Overview
Operational risk materializes before it fails. The patterns that precede a missed compliance deadline, a failed audit, or a customer escalation are usually visible days or weeks earlier, if someone is tracking the right signals. Most organizations aren't. They measure outcomes. By the time the outcome is bad, the window for easy intervention has closed.
Most teams measure outputs: audit pass or fail, NPS, quarterly revenue. The operational metrics that would have predicted those outcomes earlier remain invisible, because they require a structured execution layer to even exist as data. The 12 KPIs below are derived directly from Cadenio Flow data, with no additional tooling required once runs are configured with proper SLAs and evidence fields.
Execution velocity KPIs (1–3)
Average cycle time per Flow type is the baseline, without it, nothing else is comparative. A sustained increase above 20% usually means one of three things: resource degradation, process confusion, or a structural bottleneck. It's worth diagnosing which before you call a team meeting about it.
Watch how long it takes for the first task to be picked up after a run opens. When that gap exceeds 24 hours, assignment is usually the problem, either nobody knew it was theirs or nobody was watching. First-task latency is often the earliest signal you'll get that a run is headed for trouble.
On-time completion rate against SLA is the most-watched number, and the most misleading when tracked as a single average. Any Flow type sitting below 90% consistently deserves a root-cause conversation, not just a push from management. The per-Flow breakdown is where the useful signal lives; the aggregate number hides it.
Approval health KPIs (4–6)
Tracking approval turnaround by gate and by approver surfaces something most ops leaders already suspect but can rarely prove: who is the throughput bottleneck. An approver with consistently slow turnaround isn't necessarily a performance problem, they may just be overloaded. The data makes that a factual conversation instead of a political one.
Rising rejection rates at a specific gate almost never mean the reviewer is too strict. They mean something upstream is broken. If the legal review gate starts rejecting 30% of submissions, the submission template needs a redesign, not the legal team. Rejection rates are one of the few metrics that point to a process step you haven't fixed yet.
Loop-back rate tracks how often a rejected task cycles back to the same reviewer without actually being resolved. Above 15%, this stops being an execution problem and becomes a design one: the rejection criteria aren't clear enough for whoever is upstream to know what a good submission looks like.
Evidence completeness KPIs (7–9)
Mandatory field completion rate at run close sounds basic until you actually check it. Below 97% on a compliance-critical Flow isn't a small gap, evidence is being skipped regularly, and those skips compound into audit exposure. Worth noting: this metric only exists if your template actually enforces those fields. If you can't measure it, the first problem to fix is the template.
Late evidence attachment, tasks closed first, proof added afterward, is the compliance equivalent of backdating. It erodes audit trail integrity and reliably signals that deadline pressure is outrunning evidence discipline. When this spikes near quarter-end, you can usually predict an audit finding before the auditor shows up.
A single exception in a run is an incident. The same exception recurring across five or ten runs is a template problem. Exception log frequency by Flow type separates one-off incidents from structural gaps, and tells you which steps keep generating problems regardless of who is running them.

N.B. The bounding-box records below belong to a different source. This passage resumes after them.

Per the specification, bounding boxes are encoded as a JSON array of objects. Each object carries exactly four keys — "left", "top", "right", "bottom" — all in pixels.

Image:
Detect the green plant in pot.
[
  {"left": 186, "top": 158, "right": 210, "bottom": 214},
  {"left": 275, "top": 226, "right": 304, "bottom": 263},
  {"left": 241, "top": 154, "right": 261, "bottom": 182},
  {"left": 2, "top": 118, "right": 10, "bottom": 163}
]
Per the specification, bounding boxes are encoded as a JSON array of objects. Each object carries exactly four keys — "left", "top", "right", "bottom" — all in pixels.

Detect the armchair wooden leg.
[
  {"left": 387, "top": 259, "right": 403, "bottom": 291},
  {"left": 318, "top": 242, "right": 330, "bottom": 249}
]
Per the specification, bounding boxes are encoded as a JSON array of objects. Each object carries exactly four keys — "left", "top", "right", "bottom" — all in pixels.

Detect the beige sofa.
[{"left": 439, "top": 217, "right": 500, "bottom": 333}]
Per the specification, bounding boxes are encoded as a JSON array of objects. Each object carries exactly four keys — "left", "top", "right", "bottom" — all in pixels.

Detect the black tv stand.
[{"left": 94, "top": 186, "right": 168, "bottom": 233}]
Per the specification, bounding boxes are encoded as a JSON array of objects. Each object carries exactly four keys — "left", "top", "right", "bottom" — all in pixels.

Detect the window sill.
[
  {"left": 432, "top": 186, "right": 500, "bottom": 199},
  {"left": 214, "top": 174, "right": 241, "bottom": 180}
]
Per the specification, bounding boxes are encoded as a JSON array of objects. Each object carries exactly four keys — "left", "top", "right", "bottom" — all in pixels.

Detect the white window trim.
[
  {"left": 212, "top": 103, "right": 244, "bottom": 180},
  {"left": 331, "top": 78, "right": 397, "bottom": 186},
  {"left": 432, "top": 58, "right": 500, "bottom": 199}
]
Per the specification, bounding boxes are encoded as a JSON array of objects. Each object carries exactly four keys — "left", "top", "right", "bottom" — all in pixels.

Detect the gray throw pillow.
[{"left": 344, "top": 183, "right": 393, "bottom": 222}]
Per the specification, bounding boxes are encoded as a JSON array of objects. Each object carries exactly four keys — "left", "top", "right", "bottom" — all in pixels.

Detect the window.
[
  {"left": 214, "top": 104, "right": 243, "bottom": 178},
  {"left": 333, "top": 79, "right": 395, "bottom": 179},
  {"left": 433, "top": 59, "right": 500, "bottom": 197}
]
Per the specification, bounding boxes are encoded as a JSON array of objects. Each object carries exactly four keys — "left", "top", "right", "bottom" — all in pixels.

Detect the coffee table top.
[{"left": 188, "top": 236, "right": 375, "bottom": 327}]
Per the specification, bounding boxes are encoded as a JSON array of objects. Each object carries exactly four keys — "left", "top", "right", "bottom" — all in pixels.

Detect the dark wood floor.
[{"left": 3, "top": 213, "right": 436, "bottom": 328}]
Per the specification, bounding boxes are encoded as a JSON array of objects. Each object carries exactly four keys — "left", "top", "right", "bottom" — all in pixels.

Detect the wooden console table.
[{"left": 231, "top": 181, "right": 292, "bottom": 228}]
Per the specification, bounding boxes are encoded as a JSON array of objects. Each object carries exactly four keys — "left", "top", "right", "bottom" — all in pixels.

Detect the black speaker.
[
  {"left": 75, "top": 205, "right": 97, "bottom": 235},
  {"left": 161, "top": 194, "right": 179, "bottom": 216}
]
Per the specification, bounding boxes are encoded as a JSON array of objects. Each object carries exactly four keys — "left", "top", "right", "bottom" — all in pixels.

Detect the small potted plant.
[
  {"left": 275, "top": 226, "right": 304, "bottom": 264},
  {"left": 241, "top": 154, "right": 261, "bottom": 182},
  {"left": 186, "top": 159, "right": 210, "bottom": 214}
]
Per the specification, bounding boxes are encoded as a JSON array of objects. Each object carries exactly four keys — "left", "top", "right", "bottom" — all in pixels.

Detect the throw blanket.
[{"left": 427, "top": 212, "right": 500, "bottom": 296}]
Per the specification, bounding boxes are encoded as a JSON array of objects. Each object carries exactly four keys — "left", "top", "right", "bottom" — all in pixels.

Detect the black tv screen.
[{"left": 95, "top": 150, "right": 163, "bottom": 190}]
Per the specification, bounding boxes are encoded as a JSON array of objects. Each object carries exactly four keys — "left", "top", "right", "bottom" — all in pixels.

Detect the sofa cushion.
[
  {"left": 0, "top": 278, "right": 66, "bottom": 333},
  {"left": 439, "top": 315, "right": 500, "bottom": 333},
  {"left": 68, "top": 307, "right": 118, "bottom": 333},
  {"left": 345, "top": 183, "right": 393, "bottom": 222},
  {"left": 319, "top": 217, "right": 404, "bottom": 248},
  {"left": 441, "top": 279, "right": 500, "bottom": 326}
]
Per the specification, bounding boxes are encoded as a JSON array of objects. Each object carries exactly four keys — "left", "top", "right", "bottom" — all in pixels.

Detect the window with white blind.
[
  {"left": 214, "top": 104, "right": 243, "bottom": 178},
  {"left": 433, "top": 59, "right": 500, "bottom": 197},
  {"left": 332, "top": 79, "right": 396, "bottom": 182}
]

Escalation and SLA risk KPIs (10–12)
SLA alert frequency by Flow type shows which processes are consistently failing their own declared targets, before those failures appear in an audit report. Consistently high alert frequency on the same Flow is the data you need for a capacity or redesign conversation. When alerts keep firing and nothing changes, that silence is also telling you something about escalation culture.

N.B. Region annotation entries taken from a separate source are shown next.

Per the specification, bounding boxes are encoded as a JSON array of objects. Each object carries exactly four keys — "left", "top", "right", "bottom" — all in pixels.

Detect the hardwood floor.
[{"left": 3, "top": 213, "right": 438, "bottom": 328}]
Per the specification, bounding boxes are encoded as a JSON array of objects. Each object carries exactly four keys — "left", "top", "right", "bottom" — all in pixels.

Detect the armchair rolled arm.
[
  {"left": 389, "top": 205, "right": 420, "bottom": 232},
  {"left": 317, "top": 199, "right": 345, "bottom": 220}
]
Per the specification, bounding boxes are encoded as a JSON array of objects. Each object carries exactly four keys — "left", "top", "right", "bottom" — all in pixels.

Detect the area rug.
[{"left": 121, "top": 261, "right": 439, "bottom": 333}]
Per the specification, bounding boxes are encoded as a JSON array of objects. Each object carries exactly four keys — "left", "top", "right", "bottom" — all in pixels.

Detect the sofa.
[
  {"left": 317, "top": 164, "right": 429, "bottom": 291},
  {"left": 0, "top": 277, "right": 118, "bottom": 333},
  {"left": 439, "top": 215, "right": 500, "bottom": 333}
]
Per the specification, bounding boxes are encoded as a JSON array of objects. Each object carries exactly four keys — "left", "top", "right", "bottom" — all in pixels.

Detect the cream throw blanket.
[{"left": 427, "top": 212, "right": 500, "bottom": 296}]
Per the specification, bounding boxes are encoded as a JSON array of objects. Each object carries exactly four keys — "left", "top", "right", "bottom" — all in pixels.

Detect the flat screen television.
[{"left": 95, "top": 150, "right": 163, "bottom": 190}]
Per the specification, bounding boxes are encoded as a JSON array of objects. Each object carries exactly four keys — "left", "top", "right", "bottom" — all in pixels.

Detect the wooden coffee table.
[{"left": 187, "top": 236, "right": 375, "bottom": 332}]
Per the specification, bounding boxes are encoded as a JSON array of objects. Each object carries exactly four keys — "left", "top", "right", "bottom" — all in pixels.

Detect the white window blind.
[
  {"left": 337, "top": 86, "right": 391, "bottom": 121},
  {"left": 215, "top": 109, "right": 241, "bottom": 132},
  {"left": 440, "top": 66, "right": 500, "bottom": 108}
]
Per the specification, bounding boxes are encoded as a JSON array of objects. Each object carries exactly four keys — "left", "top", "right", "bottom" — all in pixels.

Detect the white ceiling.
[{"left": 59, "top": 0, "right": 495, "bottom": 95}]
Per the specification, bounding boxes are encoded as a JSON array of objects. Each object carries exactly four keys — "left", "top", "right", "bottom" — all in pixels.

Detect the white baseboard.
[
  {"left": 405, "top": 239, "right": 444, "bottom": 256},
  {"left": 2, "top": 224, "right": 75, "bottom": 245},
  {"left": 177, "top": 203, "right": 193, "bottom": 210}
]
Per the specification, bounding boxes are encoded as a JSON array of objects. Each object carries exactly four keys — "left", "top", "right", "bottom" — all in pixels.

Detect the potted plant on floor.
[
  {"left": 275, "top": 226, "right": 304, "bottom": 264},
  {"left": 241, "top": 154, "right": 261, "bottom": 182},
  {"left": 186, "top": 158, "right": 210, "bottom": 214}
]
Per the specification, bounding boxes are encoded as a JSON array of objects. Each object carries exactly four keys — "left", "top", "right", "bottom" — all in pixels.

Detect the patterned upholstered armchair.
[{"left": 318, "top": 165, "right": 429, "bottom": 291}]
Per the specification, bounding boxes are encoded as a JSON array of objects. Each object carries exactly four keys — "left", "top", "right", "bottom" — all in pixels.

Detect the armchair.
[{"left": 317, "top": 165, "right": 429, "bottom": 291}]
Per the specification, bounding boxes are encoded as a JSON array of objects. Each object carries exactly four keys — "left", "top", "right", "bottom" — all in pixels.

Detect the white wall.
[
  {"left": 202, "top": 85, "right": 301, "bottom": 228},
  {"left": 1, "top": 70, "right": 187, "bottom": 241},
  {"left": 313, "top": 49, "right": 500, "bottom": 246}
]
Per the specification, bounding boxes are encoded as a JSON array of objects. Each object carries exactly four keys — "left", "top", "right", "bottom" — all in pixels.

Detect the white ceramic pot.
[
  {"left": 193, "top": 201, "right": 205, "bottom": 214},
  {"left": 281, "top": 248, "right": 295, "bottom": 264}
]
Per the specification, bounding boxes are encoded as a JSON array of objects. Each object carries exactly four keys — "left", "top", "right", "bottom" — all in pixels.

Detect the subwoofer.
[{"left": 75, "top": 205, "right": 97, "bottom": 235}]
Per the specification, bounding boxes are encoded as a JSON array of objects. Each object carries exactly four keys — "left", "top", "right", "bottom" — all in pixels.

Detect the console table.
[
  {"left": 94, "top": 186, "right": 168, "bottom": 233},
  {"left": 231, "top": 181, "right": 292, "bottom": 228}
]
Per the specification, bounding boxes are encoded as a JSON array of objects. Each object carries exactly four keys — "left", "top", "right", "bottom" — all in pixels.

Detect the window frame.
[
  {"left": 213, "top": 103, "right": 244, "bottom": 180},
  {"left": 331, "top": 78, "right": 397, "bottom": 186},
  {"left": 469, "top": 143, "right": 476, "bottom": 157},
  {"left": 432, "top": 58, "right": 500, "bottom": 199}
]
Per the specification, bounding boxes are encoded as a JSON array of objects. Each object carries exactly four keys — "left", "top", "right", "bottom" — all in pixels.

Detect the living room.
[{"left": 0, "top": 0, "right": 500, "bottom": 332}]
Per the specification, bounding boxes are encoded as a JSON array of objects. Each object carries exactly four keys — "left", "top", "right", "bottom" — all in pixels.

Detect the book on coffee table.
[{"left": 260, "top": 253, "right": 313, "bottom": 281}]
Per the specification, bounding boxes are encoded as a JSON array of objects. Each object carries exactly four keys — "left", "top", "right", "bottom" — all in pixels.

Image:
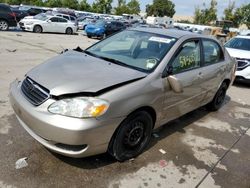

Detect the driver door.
[{"left": 162, "top": 39, "right": 204, "bottom": 123}]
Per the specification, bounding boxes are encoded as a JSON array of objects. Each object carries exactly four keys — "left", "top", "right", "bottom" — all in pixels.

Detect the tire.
[
  {"left": 207, "top": 82, "right": 228, "bottom": 111},
  {"left": 102, "top": 33, "right": 107, "bottom": 39},
  {"left": 109, "top": 111, "right": 153, "bottom": 162},
  {"left": 33, "top": 25, "right": 43, "bottom": 33},
  {"left": 0, "top": 20, "right": 9, "bottom": 31},
  {"left": 65, "top": 27, "right": 73, "bottom": 35}
]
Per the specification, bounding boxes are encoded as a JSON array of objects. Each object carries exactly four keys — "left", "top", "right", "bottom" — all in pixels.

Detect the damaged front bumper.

How quickly someone acknowledges an SLA alert tells you more about escalation culture than any survey. Above 4 hours on compliance-critical Flows, that gap stops being an individual behavior issue and starts being a governance problem that auditors can find independently.

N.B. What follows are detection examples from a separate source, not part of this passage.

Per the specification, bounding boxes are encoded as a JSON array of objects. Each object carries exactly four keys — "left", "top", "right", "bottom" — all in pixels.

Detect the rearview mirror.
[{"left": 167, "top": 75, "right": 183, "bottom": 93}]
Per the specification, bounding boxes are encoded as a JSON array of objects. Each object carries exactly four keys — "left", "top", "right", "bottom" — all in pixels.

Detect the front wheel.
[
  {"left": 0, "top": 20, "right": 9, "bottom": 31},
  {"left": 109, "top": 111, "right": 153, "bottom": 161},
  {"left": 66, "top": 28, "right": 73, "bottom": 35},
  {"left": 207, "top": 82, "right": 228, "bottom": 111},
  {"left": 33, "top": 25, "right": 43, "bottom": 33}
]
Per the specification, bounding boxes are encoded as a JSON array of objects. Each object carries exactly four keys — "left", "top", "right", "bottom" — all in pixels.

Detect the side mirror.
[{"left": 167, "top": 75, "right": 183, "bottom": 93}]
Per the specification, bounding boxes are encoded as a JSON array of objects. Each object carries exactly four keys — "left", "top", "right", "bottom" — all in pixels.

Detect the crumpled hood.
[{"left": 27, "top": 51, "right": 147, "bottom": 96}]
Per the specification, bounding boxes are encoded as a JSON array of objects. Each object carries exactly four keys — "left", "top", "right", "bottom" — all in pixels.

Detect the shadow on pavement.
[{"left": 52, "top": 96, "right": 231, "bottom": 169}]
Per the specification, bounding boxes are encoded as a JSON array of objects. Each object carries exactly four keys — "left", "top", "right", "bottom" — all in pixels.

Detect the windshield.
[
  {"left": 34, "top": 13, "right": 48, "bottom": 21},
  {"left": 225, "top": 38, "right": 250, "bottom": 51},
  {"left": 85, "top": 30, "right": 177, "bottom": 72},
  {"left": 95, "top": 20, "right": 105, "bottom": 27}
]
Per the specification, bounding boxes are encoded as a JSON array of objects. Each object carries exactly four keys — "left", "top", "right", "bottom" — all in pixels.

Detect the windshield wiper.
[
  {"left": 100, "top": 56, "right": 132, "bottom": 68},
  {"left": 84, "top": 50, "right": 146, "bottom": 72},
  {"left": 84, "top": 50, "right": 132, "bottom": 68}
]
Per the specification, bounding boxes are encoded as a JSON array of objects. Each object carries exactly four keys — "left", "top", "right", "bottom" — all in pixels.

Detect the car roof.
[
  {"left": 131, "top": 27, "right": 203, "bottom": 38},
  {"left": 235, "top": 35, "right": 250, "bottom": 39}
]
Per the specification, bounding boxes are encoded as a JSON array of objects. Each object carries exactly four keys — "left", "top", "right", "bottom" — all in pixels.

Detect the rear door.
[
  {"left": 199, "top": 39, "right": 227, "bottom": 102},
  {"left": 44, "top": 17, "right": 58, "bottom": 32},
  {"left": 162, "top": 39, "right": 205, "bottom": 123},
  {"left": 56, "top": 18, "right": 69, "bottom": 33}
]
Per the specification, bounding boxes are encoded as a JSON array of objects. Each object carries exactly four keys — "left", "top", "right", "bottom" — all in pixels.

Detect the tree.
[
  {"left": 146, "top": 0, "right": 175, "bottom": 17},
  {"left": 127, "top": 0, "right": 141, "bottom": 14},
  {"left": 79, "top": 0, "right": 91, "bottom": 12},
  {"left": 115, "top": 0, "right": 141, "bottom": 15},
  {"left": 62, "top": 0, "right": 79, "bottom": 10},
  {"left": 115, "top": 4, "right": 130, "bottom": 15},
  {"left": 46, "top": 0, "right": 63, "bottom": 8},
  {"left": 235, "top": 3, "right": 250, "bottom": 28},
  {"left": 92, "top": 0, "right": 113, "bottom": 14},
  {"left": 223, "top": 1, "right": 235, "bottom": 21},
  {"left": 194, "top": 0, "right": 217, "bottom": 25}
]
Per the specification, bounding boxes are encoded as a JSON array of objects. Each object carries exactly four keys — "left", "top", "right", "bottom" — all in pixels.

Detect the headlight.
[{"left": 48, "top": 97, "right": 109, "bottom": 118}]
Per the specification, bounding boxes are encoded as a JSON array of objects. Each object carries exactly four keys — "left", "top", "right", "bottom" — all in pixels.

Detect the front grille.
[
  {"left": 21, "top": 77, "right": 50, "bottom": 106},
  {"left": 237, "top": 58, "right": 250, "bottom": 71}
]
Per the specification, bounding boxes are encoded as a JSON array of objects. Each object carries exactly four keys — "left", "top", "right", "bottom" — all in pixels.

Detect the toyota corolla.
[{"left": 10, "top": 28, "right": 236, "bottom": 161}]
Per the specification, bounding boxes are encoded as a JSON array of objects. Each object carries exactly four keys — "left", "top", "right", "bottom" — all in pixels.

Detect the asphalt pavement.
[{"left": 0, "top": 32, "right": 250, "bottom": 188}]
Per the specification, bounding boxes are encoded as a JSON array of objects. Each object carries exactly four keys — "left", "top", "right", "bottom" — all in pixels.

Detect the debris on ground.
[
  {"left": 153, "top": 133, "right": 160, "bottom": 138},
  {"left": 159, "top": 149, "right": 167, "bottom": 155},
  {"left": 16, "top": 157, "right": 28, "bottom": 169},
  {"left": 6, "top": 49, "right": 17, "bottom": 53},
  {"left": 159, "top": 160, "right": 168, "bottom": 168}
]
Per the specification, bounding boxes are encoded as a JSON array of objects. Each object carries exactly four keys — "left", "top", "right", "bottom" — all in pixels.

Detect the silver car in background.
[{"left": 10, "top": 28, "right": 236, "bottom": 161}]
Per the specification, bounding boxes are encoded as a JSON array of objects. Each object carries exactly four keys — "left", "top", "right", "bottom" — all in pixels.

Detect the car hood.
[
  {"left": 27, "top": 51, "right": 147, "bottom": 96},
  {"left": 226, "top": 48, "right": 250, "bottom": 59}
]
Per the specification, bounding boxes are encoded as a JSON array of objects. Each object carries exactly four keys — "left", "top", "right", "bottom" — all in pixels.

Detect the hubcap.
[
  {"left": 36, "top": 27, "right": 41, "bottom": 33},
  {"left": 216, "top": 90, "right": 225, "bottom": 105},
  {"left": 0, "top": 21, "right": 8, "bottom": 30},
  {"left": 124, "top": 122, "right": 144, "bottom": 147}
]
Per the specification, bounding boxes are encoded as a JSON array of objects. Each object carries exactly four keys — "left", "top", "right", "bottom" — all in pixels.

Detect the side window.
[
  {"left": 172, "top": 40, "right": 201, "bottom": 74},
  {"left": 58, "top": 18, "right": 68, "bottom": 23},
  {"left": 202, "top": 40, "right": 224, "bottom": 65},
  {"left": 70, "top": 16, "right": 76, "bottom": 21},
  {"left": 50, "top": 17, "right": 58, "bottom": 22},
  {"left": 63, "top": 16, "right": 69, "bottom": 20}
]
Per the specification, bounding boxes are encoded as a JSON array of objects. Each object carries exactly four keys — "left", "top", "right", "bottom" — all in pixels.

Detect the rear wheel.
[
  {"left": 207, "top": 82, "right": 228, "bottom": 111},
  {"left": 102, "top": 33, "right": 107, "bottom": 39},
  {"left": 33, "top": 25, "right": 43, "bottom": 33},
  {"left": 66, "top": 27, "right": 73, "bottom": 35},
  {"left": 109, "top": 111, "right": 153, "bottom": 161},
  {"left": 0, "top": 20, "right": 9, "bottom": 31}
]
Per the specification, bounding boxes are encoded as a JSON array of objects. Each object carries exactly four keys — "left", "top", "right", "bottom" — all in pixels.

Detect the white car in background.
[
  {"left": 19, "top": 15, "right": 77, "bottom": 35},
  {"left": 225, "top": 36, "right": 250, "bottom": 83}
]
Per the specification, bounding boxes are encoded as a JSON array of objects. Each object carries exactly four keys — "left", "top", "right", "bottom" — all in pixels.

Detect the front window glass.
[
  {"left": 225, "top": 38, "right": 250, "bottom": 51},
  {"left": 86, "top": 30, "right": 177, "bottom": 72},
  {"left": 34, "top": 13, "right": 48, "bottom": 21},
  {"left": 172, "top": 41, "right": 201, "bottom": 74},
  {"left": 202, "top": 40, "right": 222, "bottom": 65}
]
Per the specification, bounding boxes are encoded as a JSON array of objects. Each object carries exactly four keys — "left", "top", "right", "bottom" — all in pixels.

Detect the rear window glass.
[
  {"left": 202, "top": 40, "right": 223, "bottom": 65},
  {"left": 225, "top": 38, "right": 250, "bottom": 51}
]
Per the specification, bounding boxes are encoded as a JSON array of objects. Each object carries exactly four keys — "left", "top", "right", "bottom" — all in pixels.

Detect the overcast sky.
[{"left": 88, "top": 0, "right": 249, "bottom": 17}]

Runs that exceed twice their baseline cycle time need individual attention, these aren't statistical outliers, they're runs in active distress. Aggregate analysis won't help here; each one has a specific breakdown that needs to be named. Tracking these three escalation KPIs together gives you the closest thing to a live compliance risk signal that operational data can produce.
How to read KPI combinations
None of these metrics mean much in isolation. The diagnostic value is in the combinations. When approval turnaround spikes but rejection rates fall, approvers are probably clearing work under pressure without reviewing closely. When cycle time climbs alongside late evidence attachment rates, teams are marking tasks complete before the evidence exists. Single metrics surface symptoms. Patterns tell you what's actually wrong.
Build a monthly review where each category gets at least one decision output, not a status update, an actual decision. The hard part is never the dashboard. It's the discipline to act on early warning signals before they show up in an audit findings report.